Constata-se que nunca ministro algum da Educação considerou ter cometido erros. Infantilmente, e sem decoro, omitem-nos ou apontam o dedo ao anterior, protegendo-se numa insuportável e peganhenta autocomiseração. Reconsiderou alguma vez João Costa (na verdade, é ele o ministro) recuar no erro que foi a TLEBS, agora “Dicionário Linguístico”, e que tem atormentado professores e alunos e impedido uma salutar compreensão da língua? Tinha pretensamente como intuito a uniformização da nomenclatura gramatical, mas mais não foi que uma obcecada invenção de palavras, extenuantes subdivisões e penosas enumerações classificativas em estéreis descrições. “Livro”, por exemplo, que a gramática morfologicamente classificava como “substantivo comum, masculino do singular”, passou, e apesar da polémica, a “nome comum, masculino do singular”, a que “inovadoramente” se acrescentou “contável, não humano e inanimado”. Só o bom-senso dos professores determinou que se encurtasse a longa enumeração, mas a designação de “substantivo” perdeu-se na famigerada aventura de João Costa.

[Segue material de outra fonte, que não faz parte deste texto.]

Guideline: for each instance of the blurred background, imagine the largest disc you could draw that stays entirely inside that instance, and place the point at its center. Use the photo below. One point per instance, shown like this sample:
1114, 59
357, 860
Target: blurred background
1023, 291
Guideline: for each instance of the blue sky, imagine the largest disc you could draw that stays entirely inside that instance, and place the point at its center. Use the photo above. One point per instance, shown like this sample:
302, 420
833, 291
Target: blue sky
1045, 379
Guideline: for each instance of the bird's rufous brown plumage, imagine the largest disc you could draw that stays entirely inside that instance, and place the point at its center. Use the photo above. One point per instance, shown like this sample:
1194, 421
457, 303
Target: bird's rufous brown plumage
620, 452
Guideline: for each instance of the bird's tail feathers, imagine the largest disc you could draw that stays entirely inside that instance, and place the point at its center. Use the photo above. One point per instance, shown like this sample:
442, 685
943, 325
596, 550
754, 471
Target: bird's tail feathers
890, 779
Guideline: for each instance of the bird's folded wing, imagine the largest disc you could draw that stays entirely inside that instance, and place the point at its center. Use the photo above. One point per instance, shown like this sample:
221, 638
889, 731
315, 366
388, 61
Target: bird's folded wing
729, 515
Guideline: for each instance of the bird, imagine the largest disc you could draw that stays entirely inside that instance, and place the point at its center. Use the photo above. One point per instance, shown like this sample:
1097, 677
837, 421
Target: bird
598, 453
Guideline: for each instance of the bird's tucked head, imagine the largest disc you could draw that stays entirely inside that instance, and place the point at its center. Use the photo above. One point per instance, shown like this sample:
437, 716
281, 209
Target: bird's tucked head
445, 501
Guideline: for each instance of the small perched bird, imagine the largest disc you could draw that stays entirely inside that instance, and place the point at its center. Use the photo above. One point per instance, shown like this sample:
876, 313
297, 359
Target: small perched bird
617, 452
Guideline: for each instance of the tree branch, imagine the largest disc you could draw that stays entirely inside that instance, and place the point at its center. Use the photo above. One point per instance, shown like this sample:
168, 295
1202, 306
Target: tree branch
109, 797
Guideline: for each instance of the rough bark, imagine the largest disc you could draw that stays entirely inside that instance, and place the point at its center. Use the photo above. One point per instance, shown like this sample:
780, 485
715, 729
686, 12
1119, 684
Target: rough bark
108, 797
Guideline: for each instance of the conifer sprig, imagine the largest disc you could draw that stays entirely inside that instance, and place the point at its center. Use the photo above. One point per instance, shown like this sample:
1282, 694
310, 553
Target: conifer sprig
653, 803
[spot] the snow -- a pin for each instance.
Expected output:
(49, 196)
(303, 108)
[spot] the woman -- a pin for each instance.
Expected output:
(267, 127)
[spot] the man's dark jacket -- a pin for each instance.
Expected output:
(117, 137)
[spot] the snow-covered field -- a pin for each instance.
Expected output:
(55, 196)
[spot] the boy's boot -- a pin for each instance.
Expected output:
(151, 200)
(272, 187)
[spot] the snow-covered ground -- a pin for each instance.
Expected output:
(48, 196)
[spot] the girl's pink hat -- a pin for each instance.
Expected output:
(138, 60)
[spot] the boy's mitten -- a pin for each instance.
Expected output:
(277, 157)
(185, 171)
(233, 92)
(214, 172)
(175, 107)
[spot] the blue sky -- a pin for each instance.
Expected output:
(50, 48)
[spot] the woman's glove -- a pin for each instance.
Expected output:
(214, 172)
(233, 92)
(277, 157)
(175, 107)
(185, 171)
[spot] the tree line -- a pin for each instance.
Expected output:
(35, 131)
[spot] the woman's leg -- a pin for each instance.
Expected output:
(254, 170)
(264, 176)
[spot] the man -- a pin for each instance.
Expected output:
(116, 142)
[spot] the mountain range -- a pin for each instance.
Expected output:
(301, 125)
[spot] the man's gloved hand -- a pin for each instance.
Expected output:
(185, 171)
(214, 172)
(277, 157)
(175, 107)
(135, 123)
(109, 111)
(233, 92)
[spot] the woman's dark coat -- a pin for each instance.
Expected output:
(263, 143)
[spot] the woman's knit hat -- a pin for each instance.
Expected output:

Tal como em 2003, manteve João Costa a ideia de considerar “tempo perdido” a contextualização de um autor e da sua obra, questionando a esse propósito sobre “qual o interesse de um aluno saber que um escritor nascera em Freixo-de-Espada-à-Cinta?” Muitos serão os escritores, pintores ou compositores que o rebaterão não só através das suas reflexões sobre o sentido da arte, mas também porque o lugar onde nasceram se reflecte substancialmente na sua obra. E penso, a título de exemplo, em Fernando Pessoa, Vergílio Ferreira, Rúben A. ou Tomás de Figueiredo; em Chagall, e na influência de Vitebsk (Bielorrúsia) na sua pintura ou no concerto n.º 2 para violino de Prokofiev cuja história está tão intimamente ligada ao seu lugar de origem. Não será, no entanto, tempo perdido, para João Costa, analisar demoradamente textos “reais” e “funcionais” que povoam os manuais de diferentes anos da disciplina de Português. As crianças do 1.º ciclo não escaparam à má-sorte e também elas (2.º ano) podem demorar uma manhã a olhar pasmadas para um bilhete da CP, preenchendo, sem interesse e penosamente, o que lhes é solicitado: “classe em que se viajou”, “tipo de serviço que permitiu”, “data em que se viajou”, etc., etc.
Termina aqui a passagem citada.